Выбрать главу

С самого начала была Паревка сердцем антоновского мятежа, потому в оперативных сводках проходило селение как злобандитское. Поделен весь Кирсановский уезд был на села советские, нейтральные, бандитские и злостнобандитские. В злобандитских местах приказ № 171 должен быть осуществлен в полной мере. Было отчего разозлиться. Когда антоновщина еще не сломалась, то оказывала наибольшее сопротивление как раз в Паревке. Густые окрестные леса давали приют тысячам всадников. С холмов обязательно всматривался в горизонт дозор. На влажных Змеиных лугах, что прилегали к речке Вороне, отъедались после долгих переходов кони. Сам Антонов ходил по селу, а народ звонил в колокола, играл на гармошке и ел пирожки из сбереженного зерна.

Однако война докатилась и до Паревки. Многажды разбивал Антонов противника, пока не укрепился тот вкруг села, вынудив отступить партизанскую армию к островку Кипец, что за Змеиными лугами. Там, окопавшись у реки, устроили антоновцы свой последний лагерь. Ни паревский гарнизон, ни повстанцы не хотели и не могли сойтись в открытом бою. Блюли перемирие, вместе выпасая на Змеиных лугах боевых коней. Красные побаивались, что очередной выстрел всколыхнет вдруг все крестьянство и попрут на город с кольями не только мужики, но и бабы с ребятишками. Между ними Антонов и убежит. Ждали войска, когда прибудет обещанный резерв с химикатами, чтобы бандиты сами к ним в руки побежали.

Антонову тоже было не с руки атаковать. Только тот еще не покинул вождя, кто был предан ему беззаветно либо потерял все, что имел. Тысяча-полторы осталось от восьми полнокровных полков, громивших большевиков по всем уездам.

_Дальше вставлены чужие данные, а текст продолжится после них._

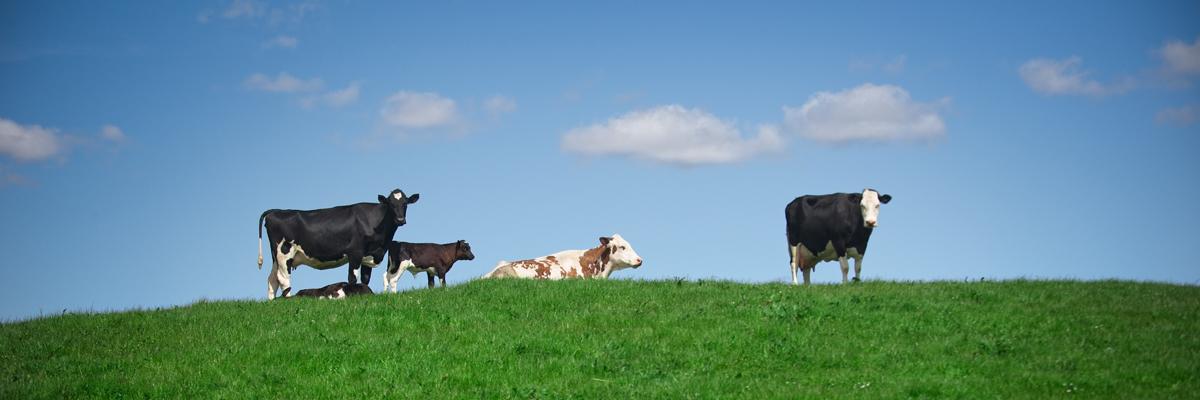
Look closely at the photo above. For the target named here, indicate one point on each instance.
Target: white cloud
(27, 143)
(411, 109)
(1183, 115)
(261, 11)
(112, 133)
(244, 9)
(671, 135)
(334, 99)
(499, 105)
(1065, 77)
(868, 112)
(1181, 58)
(282, 83)
(282, 41)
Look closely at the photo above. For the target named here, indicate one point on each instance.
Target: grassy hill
(633, 339)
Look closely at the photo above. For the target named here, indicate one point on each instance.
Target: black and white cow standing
(355, 234)
(832, 227)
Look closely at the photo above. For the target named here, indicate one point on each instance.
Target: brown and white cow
(611, 255)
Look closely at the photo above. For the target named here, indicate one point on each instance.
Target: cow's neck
(595, 262)
(387, 228)
(449, 257)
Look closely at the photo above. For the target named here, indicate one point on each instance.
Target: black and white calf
(832, 227)
(427, 257)
(333, 291)
(355, 234)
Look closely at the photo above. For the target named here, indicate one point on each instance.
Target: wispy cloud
(868, 112)
(282, 41)
(671, 135)
(340, 97)
(1182, 115)
(256, 11)
(28, 143)
(419, 111)
(282, 82)
(499, 105)
(33, 143)
(1181, 58)
(1066, 77)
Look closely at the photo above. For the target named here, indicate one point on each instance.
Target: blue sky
(141, 141)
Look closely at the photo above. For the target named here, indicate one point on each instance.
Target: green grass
(633, 339)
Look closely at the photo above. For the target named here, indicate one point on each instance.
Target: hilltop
(633, 339)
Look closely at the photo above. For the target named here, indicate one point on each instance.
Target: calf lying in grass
(612, 254)
(333, 291)
(427, 257)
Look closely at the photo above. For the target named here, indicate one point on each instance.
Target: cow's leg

Женщины, тайком приносившие из Паревки еду, крестили мужей, как будто в остывающих чугунках лежала не каша, а кутья. Пять раз на дню ожидался в Паревке конец света. Беглые донесли слух, что жестоко расправился ЧОН с соседней деревушкой. Переполошились паревцы: что это за ЧОН? Помещики вернулись? Большевики? Да нет, мелко как-то, разве человеческую силу ЧОНом назовут? Это конец света на Паревку идет.

Но ЧОН, вступив в село, никого не взял в заложники. Не погнал народишко в концентрационный лагерь, не сжег дома бандитов. Даже местный гарнизон, состоящий из странной солянки комсомольцев, солдат, курсантов и бывших продотрядовцев, ничего кровавого не дождался.

Особенно миролюбиво вел себя высокий и красивый комиссар. Он расквартировал пополнение и осведомился у командира боеучастка о текущем положении дел. Выяснилось, что легендарный Антонов находится буквально в паре верст от села и чуть ли не купается в Вороне с остатком своего воинства. На вопрос, почему же его до сих пор не атаковали, паревские большевики ответили, что вождь повстанья тут же уйдет в лес. Там его не найти, а сил, чтобы со всех сторон окружить Антонова, попросту нет. Да и тронься с места, как Паревка в десятый раз забунтует, вырежет большевистские ячейки и уйдет в барские сады, вон гляньте на холмы — там густо-густо, тоже никого не найдешь.

— Командование переходит к ревтройке, — холодно сказал комиссар.

О Мезенцеве было известно мало, поговаривали, что он приплыл откуда-то с Севера. Знали — воевал: то ли плавал по Балтике в брюхе железной черепахи, то ли дышал галицийской пылью. Когда пошли красноармейцы в баню, стали золой себя скрести, вспучились по телу Мезенцева багровые шрамы, похожие на запекшиеся под кожей молнии. С недоверием смотрели на командира голые красноармейцы. Сами они были тоненькие и худющие, до того липовые, что даже штыком не проколешь — кость одна. Но особенный шрам у комиссара был над правой бровью. Как будто вдавили туда что-то — точно хотели, чтобы лопнул глаз, да попали пальцем в твердую надбровную дугу, сломавшую чужой напор.

Мезенцев помылся, вытер сильное, жилистое тело и вышел на улицу, где распрямился во весь свой великий рост. Смотрясь в солнце, зачесал назад золотые волосы. Приладил к поясу наган и пошел один, без страха, по селу. Из-за лопухов зыркали на комиссара девки. Тайком от родителей заглядывались они на широкую большевистскую спину. Бесполезны были деревенские притирания: давно лежало за душой Мезенцева воспоминание о женщине — тонкой, как игла. Когда с нежностью думал о ней комиссар, отступали головные боли. Может, поэтому был милостив Мезенцев к затаившейся в страхе Паревке? Или испытывал голубоглазый Мезенцев к толстозадым и носатым паревцам воинское презрение, как когда-то варяг к стелящейся по долу чуди и мери?